2014 11 22
Atelier d’écriture, musée d’Art et d’Histoire de Lisieux
Animé par Marie-Christine Gaudin
Visiter le musée, trouver une œuvre qui nous parle ou se laisser trouver par elle. Y faire venir le personnage imaginé cet été au château de Saint Germain le Livet et écrire une histoire à partir de là.
(durée : 30 minutes)
Germaine de Livet sur Dives trouvait très pratique cette petite chaise à porteur, glissée sous l’escalier du château. Elle permettait de se déplacer bien plus confortablement qu’en carrosse sur les chemins cahoteux du coin, pour se rendre dans les principaux lieux historiques du Calvados. Le jour et l’heure d’arrivée, voire l’année, n’étaient pas les mêmes que ceux du départ, mais cela ajoutait du piquant au voyage, et lui procurait d’agréables surprises. Elle pouvait également choisir de voyager sur place, dans son propre château. Germaine sourit encore à la pensée de ce jeune dandy, ce prétentieux ténébreux, dont elle avait guidé les pas cet été, dans les chambres et salons du premier étage.
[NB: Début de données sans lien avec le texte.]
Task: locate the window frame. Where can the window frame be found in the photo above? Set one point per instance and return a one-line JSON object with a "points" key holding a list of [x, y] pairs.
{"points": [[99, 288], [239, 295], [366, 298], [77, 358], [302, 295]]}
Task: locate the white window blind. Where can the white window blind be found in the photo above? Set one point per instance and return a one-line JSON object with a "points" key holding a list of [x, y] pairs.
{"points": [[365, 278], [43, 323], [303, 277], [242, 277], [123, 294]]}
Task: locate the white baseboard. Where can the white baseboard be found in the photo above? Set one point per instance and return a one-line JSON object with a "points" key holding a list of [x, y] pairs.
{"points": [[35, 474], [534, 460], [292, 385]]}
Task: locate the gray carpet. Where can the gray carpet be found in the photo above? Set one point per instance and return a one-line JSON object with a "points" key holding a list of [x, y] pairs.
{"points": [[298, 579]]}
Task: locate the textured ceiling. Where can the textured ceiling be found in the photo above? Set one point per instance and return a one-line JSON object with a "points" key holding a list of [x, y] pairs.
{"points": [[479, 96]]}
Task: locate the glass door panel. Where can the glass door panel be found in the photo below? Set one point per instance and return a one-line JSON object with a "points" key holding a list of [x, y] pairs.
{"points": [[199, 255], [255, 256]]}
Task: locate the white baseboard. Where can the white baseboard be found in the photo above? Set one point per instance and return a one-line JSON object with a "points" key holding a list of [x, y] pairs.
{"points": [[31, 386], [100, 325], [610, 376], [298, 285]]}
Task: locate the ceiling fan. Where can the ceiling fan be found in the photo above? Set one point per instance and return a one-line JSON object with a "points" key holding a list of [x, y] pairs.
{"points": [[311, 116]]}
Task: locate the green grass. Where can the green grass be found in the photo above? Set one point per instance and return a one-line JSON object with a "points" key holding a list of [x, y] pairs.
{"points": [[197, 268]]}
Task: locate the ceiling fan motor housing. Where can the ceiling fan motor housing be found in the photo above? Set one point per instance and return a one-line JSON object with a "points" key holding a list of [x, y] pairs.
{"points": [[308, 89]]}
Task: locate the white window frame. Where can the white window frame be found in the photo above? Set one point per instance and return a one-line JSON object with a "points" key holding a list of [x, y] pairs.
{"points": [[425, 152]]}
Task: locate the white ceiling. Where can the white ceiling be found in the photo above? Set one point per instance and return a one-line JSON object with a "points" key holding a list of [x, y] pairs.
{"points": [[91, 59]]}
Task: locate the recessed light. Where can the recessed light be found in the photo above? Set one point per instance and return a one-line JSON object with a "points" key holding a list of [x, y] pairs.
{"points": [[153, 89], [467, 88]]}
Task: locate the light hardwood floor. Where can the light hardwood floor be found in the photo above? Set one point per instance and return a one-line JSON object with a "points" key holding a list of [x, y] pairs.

Aujourd’hui, Germaine, habillée, corsetée et crinolinée, coiffée, ses beaux cheveux noirs ramassés sous un sage filet, s’apprêtait à sortir. Une petite visite à la grande ville voisine : Lisieux. Elle y allait environ une fois par semaine, toujours en chaise à porteur, et visitait régulièrement le dix-neuvième et le tout début du vingtième siècle. L’inconvénient dudit moyen de transport étant l’absence de choix précis dans le moment d’arrivée, mais elle n’allait pas faire la fine bouche. L’excitation de la découverte ajoutaient généralement à l’inconnu de l’aventure. Germaine choisit comme destination ce bel ensemble de maisons normandes du 16° siècle, à pans de bois, arrière-cour, savants colombages, bâties au bord de la Touques, un peu en périphérie de la ville.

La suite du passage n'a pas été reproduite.